Institusion
Universitas Bangka Belitung
Author
Bayu Rahmadika, (NIM. 1031211014)
Subject
T Technology (General)
Datestamp
2018-11-26 04:20:13
Abstract :
Underground Coal Gasification (UCG) merupakan teknologi untuk mengekstraksi endapan batubara dalam bentuk gas dari suatu cebakan tanpa harus dilakukan pembongkaran overburden. Pada UCG terdapat proses awal yang harus dilakukan salah satunya yaitu penyemenan (cementing) untuk merekat casing ke formasi dan merupakan salah satu faktor yang penting dalam operasi pemboran. Penelitian dilakukan dengan mencampur semen yang terdiri dari Semen Tahan Api sebagai bahan utama yang ditambahkan Oil Well Cement sebesar 40%, 42,5%, 45%, 47,5%, 50%, 52,5%, 55%, 57,5% dan 60% dari berat total campuran semen. Sampel semen kemudian dilakukan pengujian seperti uji panas hidrasi, uji bakar (furnace) pada suhu 300°C sampai 900°C dan uji kuat tekan terhadap sampel bersuhu normal serta sampel yang telah mengalami pembakaran.
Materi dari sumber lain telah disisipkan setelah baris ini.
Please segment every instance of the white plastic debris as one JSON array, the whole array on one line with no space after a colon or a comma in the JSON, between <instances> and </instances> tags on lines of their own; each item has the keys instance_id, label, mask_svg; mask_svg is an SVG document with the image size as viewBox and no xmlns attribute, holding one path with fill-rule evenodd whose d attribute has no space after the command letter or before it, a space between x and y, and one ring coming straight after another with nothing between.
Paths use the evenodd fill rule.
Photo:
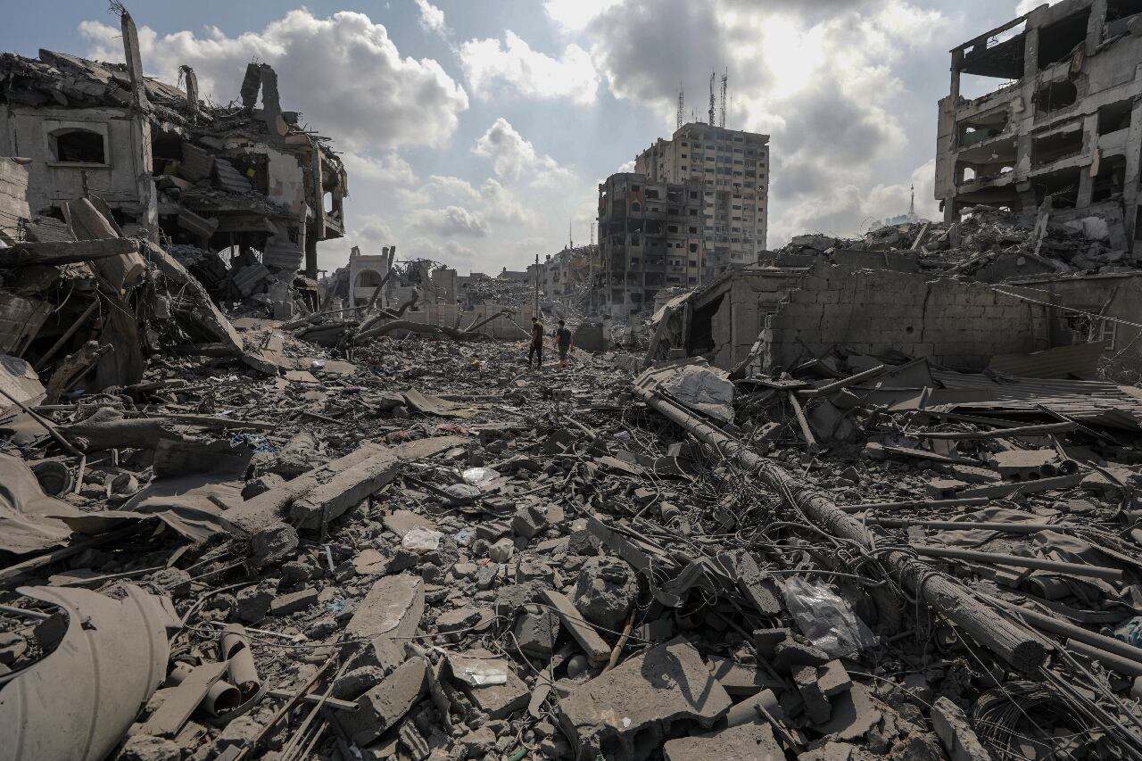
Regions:
<instances>
[{"instance_id":1,"label":"white plastic debris","mask_svg":"<svg viewBox=\"0 0 1142 761\"><path fill-rule=\"evenodd\" d=\"M440 539L444 535L440 531L426 528L415 528L401 539L401 546L412 552L432 552L440 546Z\"/></svg>"},{"instance_id":2,"label":"white plastic debris","mask_svg":"<svg viewBox=\"0 0 1142 761\"><path fill-rule=\"evenodd\" d=\"M490 467L469 467L460 473L460 478L464 479L465 483L471 483L472 486L480 487L481 489L486 489L496 479L499 478L499 472Z\"/></svg>"},{"instance_id":3,"label":"white plastic debris","mask_svg":"<svg viewBox=\"0 0 1142 761\"><path fill-rule=\"evenodd\" d=\"M876 635L828 584L794 576L785 582L782 592L801 633L834 658L876 644Z\"/></svg>"}]
</instances>

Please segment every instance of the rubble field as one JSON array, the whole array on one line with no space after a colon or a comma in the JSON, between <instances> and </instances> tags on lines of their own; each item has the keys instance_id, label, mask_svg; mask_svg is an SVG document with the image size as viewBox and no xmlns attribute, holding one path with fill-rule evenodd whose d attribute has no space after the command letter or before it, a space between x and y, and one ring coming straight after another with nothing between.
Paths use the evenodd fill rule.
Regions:
<instances>
[{"instance_id":1,"label":"rubble field","mask_svg":"<svg viewBox=\"0 0 1142 761\"><path fill-rule=\"evenodd\" d=\"M5 360L3 758L1142 754L1136 388L319 346L142 250L139 383Z\"/></svg>"}]
</instances>

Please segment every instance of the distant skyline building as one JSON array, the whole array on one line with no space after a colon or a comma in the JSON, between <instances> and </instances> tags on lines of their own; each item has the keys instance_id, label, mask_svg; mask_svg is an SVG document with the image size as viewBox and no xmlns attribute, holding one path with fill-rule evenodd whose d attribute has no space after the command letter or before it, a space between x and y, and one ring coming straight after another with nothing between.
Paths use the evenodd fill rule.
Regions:
<instances>
[{"instance_id":1,"label":"distant skyline building","mask_svg":"<svg viewBox=\"0 0 1142 761\"><path fill-rule=\"evenodd\" d=\"M649 182L702 184L702 282L757 264L769 230L770 136L683 125L635 159Z\"/></svg>"}]
</instances>

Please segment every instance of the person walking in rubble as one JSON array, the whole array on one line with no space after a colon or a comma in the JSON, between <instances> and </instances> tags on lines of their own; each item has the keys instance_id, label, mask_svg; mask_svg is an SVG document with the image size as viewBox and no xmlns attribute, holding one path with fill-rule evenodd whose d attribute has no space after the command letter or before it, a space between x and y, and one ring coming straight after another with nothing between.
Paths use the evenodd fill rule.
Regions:
<instances>
[{"instance_id":1,"label":"person walking in rubble","mask_svg":"<svg viewBox=\"0 0 1142 761\"><path fill-rule=\"evenodd\" d=\"M544 323L539 318L531 318L531 346L528 349L528 367L531 367L531 358L537 358L536 367L544 368Z\"/></svg>"},{"instance_id":2,"label":"person walking in rubble","mask_svg":"<svg viewBox=\"0 0 1142 761\"><path fill-rule=\"evenodd\" d=\"M565 368L568 366L568 352L571 351L571 331L563 320L560 320L560 327L555 331L555 349L560 352L560 367Z\"/></svg>"}]
</instances>

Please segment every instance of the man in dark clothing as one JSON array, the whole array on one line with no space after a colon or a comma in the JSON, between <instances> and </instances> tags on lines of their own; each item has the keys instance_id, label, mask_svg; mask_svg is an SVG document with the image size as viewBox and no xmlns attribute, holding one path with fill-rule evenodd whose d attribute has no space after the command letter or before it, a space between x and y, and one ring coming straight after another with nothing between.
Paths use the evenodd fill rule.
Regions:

Komposisi Oil Well Cement >50% memiliki setting time pada jam ke-29 sampai ke-40 dan suhu hidrasi maksimal sebesar 34,4°C pada jam ke-11 sampai ke-12 dengan komposisi optimal Semen Tahan Api sebesar 42,5% dan Oil Well Cement sebesar 57,5%. Komposisi sampel Semen Tahan Api 50-60% memiliki ketahanan terhadap panas sebesar 900°C dan tidak mengalami failure serta retakan yang membuat sampel terbelah. Selain itu, komposisi Oil Well Cement 50-60% rata-rata memiliki nilai kuat tekan lebih besar dan mendapatkan nilai tertinggi sebesar 1,75 MPa pada suhu 500°C.